In fact, only 24% of the respondents in the survey were “very confident” about the Indian economy. For the survey, Hurun included respondents from its multiple categories of rich lists. The average age of the respondents was 35 years, with men accounting for 58%.
The pessimistic HNIs are also becoming conservative in their investment options, the survey showed.
Over 36.27% of the HNIs said they are “avoiding risk” in their future investment decisions.
Thus, they are more likely to park their money in less volatile assets such as real estate, gold, fixed income plans and, deposits.
Over 30% believe their allocation towards real estate will grow in the next three years.
Surprisingly, despite virtual currency being touted by many as the next big and safe investment option, a good number of Indian HNIs (nearly 50%) are unaware of it.

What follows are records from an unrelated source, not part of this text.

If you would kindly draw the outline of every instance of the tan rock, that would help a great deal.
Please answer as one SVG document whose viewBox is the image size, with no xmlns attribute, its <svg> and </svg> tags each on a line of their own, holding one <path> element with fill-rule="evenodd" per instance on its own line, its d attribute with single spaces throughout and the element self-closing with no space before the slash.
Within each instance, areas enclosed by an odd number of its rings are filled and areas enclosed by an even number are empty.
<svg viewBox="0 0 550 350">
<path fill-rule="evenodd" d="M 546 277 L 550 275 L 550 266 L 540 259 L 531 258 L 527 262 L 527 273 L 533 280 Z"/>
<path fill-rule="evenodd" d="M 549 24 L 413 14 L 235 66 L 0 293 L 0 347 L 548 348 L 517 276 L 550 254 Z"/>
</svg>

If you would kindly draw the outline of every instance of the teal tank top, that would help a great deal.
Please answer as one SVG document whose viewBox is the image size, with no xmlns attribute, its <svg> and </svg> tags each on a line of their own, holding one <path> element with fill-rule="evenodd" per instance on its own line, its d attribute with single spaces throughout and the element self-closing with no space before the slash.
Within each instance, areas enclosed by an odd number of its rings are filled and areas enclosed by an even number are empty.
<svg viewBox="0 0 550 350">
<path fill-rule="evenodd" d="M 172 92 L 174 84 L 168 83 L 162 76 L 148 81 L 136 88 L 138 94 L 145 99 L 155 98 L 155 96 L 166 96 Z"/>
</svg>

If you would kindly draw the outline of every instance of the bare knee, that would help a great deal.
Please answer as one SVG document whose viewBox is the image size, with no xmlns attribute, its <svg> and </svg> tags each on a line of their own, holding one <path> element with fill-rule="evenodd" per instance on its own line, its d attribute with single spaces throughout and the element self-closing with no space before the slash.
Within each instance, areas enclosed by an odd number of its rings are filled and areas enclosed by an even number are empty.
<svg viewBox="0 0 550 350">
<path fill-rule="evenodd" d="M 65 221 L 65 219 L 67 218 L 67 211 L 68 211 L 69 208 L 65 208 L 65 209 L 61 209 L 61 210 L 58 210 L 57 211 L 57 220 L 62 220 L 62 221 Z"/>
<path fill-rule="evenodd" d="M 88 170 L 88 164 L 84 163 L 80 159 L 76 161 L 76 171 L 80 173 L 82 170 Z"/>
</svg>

Nearly 50% said they had no idea about investments in virtual currencies.
In addition, India’s rich are also looking beyond the country, the survey showed.
For Indian HNIs, the UK tops the chart as the most preferred overseas investment destination despite the socio-political turmoil in that region. Singapore and Canada are the other favourites.
Within India, in fact, the Indian HNIs seem hopeful only about two Indian cities: Mumbai and Delhi. Only these two appeared in a list of places that, according to them, could become the top six globally over the next 10 years.